Heather Ilott Case heads to Supreme Court after charities lodge appeal

The case of a woman who contested her late mother’s will after she was left nothing is to be heard in the Supreme Court after the three animal charities who originally received the whole estate decided to appeal.

The charities: The Blue Cross Animal Welfare Charity, the RSPB and the RSPCA are looking to overturn the decision which saw Heather Ilott awarded £163,000, enough to buy her own council house.

Ms Ilott received around a third of her mother, Melita Jackson’s £486,000 estate after successfully arguing that the “reasonable financial provision” that must be made for children under the 1975 Inheritance Act should apply to adult children also.
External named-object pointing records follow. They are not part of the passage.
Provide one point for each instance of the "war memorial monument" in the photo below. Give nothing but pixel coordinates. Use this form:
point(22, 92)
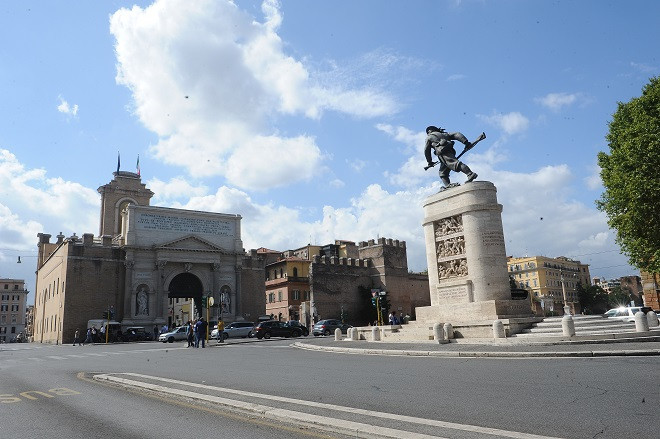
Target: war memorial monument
point(466, 257)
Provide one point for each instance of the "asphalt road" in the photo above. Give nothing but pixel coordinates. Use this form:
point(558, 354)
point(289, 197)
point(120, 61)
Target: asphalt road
point(221, 391)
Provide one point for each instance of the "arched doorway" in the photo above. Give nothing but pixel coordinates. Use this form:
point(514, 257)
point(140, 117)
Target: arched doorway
point(185, 285)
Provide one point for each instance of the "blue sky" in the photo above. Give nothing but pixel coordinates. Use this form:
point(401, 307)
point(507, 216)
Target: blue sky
point(307, 118)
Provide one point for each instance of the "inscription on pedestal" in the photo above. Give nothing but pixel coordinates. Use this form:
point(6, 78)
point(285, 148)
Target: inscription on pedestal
point(453, 294)
point(492, 238)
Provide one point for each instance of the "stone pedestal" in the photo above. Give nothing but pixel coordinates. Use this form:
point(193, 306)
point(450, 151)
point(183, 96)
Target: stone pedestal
point(466, 258)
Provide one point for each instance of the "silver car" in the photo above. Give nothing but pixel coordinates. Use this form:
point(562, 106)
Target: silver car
point(180, 333)
point(235, 329)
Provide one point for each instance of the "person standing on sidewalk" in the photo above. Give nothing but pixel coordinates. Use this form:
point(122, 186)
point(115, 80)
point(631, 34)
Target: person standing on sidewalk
point(88, 339)
point(76, 338)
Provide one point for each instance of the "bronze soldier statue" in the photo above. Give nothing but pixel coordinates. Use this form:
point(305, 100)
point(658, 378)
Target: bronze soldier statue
point(442, 143)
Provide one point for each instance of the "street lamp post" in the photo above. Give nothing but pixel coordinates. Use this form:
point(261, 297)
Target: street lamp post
point(567, 308)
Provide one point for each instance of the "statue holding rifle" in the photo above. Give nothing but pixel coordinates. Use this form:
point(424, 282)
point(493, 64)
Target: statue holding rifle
point(442, 143)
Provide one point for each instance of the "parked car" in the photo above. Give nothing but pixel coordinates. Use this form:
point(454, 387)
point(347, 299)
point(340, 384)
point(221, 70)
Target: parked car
point(297, 324)
point(136, 333)
point(180, 333)
point(274, 328)
point(327, 327)
point(235, 329)
point(625, 313)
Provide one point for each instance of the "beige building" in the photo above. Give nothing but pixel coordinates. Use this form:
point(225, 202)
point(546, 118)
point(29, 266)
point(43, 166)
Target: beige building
point(651, 289)
point(13, 302)
point(287, 286)
point(145, 257)
point(546, 279)
point(322, 282)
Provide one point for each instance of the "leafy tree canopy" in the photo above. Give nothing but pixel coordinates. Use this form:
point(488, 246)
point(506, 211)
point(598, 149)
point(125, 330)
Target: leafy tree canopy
point(631, 177)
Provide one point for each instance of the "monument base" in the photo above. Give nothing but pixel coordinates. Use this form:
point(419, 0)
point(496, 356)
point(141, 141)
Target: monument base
point(475, 319)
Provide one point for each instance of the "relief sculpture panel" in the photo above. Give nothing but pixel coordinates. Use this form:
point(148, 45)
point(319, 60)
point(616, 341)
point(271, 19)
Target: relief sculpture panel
point(450, 247)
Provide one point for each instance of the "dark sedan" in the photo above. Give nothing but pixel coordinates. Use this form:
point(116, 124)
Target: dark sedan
point(274, 328)
point(327, 327)
point(298, 325)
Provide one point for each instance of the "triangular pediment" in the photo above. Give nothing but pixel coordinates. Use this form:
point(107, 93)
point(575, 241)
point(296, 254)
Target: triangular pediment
point(192, 243)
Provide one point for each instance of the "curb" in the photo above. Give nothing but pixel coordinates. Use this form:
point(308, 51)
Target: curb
point(475, 354)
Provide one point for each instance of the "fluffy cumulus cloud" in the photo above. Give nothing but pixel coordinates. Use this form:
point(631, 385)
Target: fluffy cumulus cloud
point(208, 78)
point(64, 107)
point(556, 101)
point(33, 203)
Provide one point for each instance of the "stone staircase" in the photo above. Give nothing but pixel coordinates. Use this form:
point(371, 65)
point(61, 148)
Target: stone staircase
point(550, 329)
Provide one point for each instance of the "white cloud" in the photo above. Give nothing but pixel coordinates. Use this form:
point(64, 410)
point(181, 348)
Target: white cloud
point(556, 101)
point(210, 81)
point(65, 108)
point(644, 68)
point(337, 183)
point(175, 188)
point(455, 77)
point(510, 123)
point(356, 164)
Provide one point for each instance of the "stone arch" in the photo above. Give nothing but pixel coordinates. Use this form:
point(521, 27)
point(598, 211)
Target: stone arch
point(142, 300)
point(187, 285)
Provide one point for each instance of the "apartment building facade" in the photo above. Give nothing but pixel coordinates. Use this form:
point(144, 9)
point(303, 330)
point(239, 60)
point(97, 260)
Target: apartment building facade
point(13, 309)
point(547, 278)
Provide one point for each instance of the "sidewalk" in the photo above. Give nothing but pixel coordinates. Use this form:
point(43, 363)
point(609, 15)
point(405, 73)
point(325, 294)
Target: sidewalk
point(648, 346)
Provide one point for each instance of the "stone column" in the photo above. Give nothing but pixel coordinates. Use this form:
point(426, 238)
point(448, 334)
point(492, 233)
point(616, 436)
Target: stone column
point(235, 292)
point(128, 291)
point(160, 267)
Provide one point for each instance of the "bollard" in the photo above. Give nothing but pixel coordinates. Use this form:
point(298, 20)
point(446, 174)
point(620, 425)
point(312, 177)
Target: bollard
point(498, 329)
point(641, 323)
point(568, 326)
point(375, 334)
point(449, 331)
point(439, 333)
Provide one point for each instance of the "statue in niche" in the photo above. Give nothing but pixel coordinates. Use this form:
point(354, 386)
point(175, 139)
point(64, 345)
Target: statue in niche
point(142, 302)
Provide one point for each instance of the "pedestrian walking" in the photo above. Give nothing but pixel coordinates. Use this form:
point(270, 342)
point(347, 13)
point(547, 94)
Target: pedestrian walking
point(76, 338)
point(191, 335)
point(88, 338)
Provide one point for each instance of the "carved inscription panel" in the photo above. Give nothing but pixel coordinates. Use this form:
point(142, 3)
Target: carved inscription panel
point(160, 222)
point(452, 294)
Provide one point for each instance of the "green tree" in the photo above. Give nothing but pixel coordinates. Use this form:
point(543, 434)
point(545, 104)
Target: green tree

Ms Ilott had been raised solely by her mother after her father died in an accident three months after she was born but had been estranged from her mother for 26 years, having walked out of the family home to move in with her now husband and father of her five children, Nicholas Ilott.

The Court of Appeal had previously ruled that the late Ms Jackson had behaved in an “unreasonable, capricious and harsh way towards her only child”.

James Aspden from law firm Wilsons, who is bringing the charities’ case, said: “Win or lose, we expect to have a much clearer and better answer to when the court will use its power,” he said. “This is about trying to get some certainty on when the court can use its powers to intervene in this way.”

A date for the appeal to be heard has yet to be set.